Years ago I wrote a pissy little blog post about my disappointment with the movie Little Miss Sunshine. I still feel the same way about the movie today, but there's a peripheral target of my ire.

Two years before Little Miss Sunshine hit theaters I saw the trailer for Everything Is Illuminated. The last minute of the trailer includes a clip from a song I now know as DeVotchKa's "How it Ends". It's about 7 minutes long, but please - listen to the whole thing:

How it Ends by DeVotchKa

The song is beautiful; lyrics of trial and fulfillment sung with anguish over melancholy instrumentation that still manages to convey a sense of loss and emptiness. I was pretty bitter that the song wasn't actually in the film. I didn't yet know the name of the song in the trailer and, lacking my current Google-fu, didn't find out for a while.

Back to Little Miss Sunshine. The movie opens with what I thought - back then - to be a cover of "How it Ends". I was appalled. It felt a bit sappy, lacked the lovely/sad vocals, and played over a tonally inconsistent introductory prelude. Of course, it turns out DeVotchKa was responsible for much of the soundtrack, which means "The Winner Is" represents the band's own retooling of an existing song.

Thanks to the magic of subscription-based streaming audio services and their assorted discovery algorithms, I eventually re-encountered "How it Ends". The problem, however, is that because of the huge musical overlap between versions and their common composer, you always end up hearing both. So that helped me figure out why the soundtrack tune rubs me the wrong way. Aside from the aforementioned lack of vocals, the extended intro is axed in favor of a quick arrival of the cutesy accordion. But really, there are two things that bug me the most.

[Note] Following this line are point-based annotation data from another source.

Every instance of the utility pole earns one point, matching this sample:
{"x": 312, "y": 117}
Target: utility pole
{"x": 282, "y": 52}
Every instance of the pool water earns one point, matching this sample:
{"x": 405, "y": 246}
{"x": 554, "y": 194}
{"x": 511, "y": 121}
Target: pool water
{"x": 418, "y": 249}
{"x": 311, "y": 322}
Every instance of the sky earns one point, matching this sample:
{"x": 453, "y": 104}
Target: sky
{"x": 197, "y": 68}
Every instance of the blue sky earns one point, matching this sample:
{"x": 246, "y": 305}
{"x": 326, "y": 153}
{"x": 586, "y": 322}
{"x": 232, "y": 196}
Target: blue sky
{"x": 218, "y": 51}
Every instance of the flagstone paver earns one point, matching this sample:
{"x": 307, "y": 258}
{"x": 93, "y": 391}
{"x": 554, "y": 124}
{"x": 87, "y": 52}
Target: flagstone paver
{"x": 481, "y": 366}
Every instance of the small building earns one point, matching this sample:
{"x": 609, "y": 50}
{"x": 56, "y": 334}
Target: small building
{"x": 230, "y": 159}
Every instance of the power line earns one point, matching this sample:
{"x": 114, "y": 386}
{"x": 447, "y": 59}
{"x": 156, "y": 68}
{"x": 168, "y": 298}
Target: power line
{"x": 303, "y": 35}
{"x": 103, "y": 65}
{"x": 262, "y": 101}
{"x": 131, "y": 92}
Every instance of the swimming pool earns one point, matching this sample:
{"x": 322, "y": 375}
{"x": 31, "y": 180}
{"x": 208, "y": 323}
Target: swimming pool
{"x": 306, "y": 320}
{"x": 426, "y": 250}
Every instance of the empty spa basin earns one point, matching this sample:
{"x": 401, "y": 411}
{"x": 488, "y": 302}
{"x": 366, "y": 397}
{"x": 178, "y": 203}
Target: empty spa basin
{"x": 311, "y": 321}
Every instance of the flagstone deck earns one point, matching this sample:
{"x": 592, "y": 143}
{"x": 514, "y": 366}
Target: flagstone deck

First, there's the jaunty pizzicato strings, completely absent from "How it Ends":

And then we get the glockenspiel which, while probably attempting to connect with the childish element of the film, robs the original of its gravity:

I understand this is exceedingly nitpicky, but when you love a piece of art, it can really stink when it's altered, even by the artist. I'm sure it doesn't help to have "The Winner Is" at the start of what I found to be a predictably and disappointing movie.